By the summer of 1971, I decided to leave the academic world. The reason, in a nutshell, was that after years of being politically active (mainly in the civil rights movement and the anti-Vietnam war movement) I had become a socialist. And the truth is that I didn’t have much use — still don’t — for academic socialists. It seemed to me then — still does — that a socialist political activist belongs on the shop floors of American industry and in its union halls, not in the ivory tower.
So I packed up my bags and went to work as a longshoreman and then a truck driver, working mainly out of union hiring halls. By 1974, needing more stable employment, I became a machinist’s apprentice and wound up spending most of the next quarter of a century working as a machinist. At various times, however, I also worked as a meatpacker, auto forge worker, glassblower — quite a few things. During most of those years I was a member of the Socialist Workers Party, and, as is generally true of members of that organization — whose traditions go back to the footloose Wobblies — I kicked around the country a lot. At various times I lived and worked and was politically active in California, Michigan, Ohio, Illinois, West Virginia and Alabama. (I ran for Birmingham City Council when I lived in Alabama back in 1979.) (No, I didn’t win the election.)
By 1992, to bring this little story back to its origins, I decided it was time to forgo my political activity and try my hand at writing. After more than 25 years as a political activist, I figured I’d paid my dues and I could in good conscience spend the rest of my life trying to see if I could succeed at what at been my original daydream as a young man — write science fiction and fantasy.
And then… so far, so good. We’ll see what comes next.
Today, I live in the industrial center called “Northwest Indiana,” just across the state line from Chicago. We moved here from Chicago because my wife Lucille worked in one of the area’s large steel mills. Like myself, Lu was a political activist. When she retired from political activity, a short time after I did, she became a licensed clinical social worker and remains active in that profession today.
As of the summer of 1999, I’ve been making my living as a full time writer and was able to quit my factory job. My daughter Elizabeth and her husband Donald are both high school teachers for the Chicago public school system and live not far from us. Lu and I now have two grand-children, Zachary and Lucy.

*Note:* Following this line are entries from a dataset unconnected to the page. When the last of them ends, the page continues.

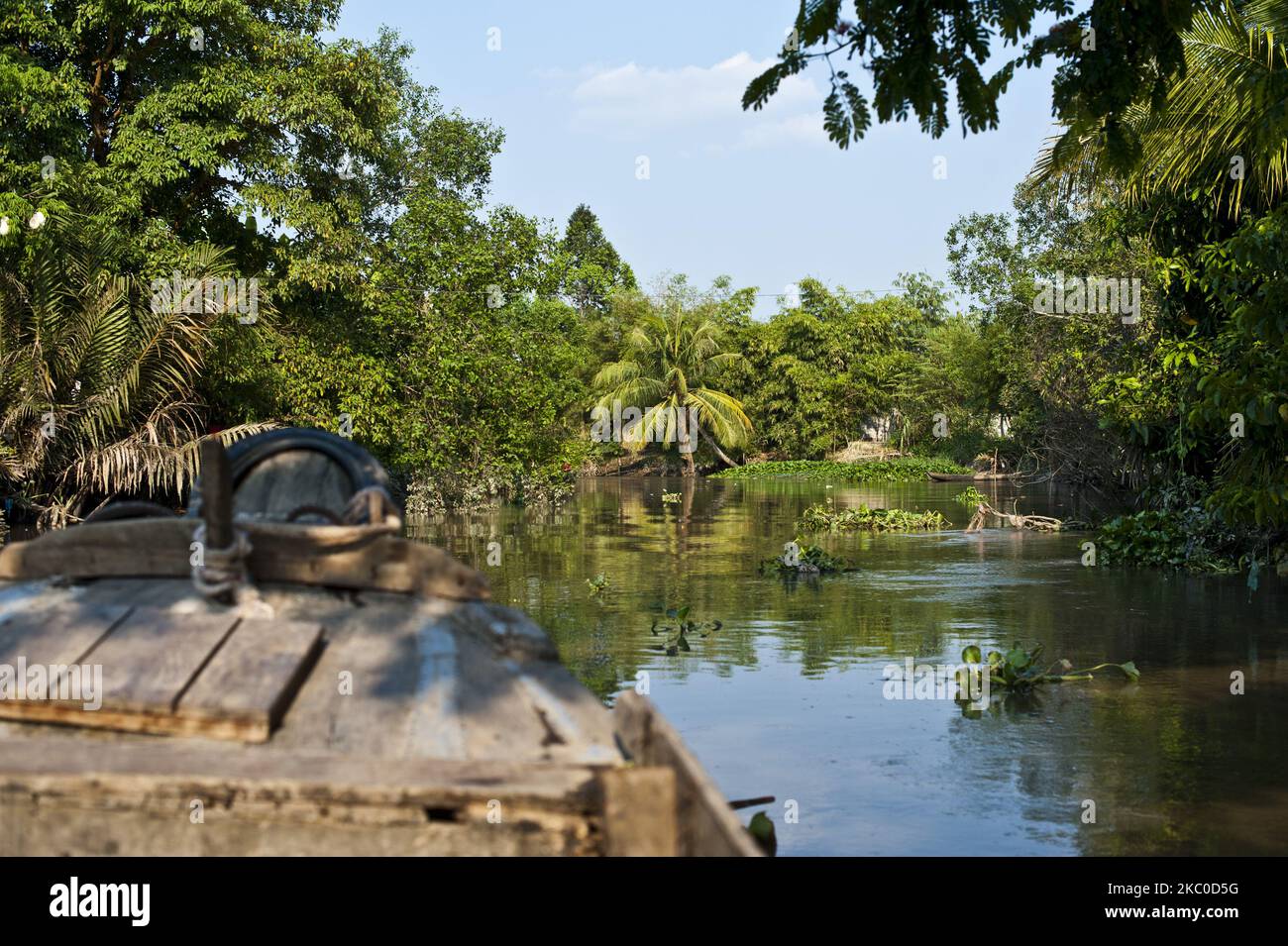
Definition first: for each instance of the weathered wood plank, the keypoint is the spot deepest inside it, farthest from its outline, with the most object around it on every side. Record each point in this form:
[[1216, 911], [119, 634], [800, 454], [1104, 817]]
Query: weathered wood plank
[[56, 636], [640, 812], [153, 658], [342, 556], [265, 774], [253, 678], [707, 825]]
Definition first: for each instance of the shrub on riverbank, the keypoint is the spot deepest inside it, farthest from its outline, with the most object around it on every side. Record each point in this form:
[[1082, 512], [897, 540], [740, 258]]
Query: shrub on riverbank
[[1183, 530], [898, 470], [822, 519]]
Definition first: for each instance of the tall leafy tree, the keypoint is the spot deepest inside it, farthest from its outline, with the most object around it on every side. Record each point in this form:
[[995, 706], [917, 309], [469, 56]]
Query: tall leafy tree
[[593, 267], [97, 383], [666, 370], [922, 56]]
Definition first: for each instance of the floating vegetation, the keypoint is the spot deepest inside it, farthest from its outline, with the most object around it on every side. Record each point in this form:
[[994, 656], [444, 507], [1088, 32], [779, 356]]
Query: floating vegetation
[[897, 470], [822, 519], [803, 560], [763, 833], [675, 637], [1018, 671]]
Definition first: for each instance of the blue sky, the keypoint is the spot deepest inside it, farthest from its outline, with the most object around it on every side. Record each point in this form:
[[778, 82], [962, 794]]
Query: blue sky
[[585, 89]]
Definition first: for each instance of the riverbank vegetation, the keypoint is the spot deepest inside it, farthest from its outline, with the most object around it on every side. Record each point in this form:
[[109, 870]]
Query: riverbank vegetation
[[465, 343], [898, 470]]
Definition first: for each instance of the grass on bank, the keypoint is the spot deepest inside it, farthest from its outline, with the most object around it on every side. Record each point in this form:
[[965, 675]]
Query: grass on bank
[[897, 470]]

It’s an odd world. Between my creeping age — not much in the way of gray hair but I need glasses now — grandfatherly status, and what seems to be considerable success at the (comparatively) reputable trade of writing science fiction and fantasy, it seems that the social respectability which I cheerfully pitched overboard thirty years ago may be returning to haunt me. On the other hand… One of my socialist mentors as a young man was a tough, canny old machinist named Morris Chertov. Who, till the day he died in his seventies, always kept his tool box. “You never know, Eric, when the bastards will make you go back to work.” It seemed a good philosophy of life to me then, and it still does. So my tool box is sitting in the basement, just in case.
And I think I’ll stop here. While I’m still more or less ahead.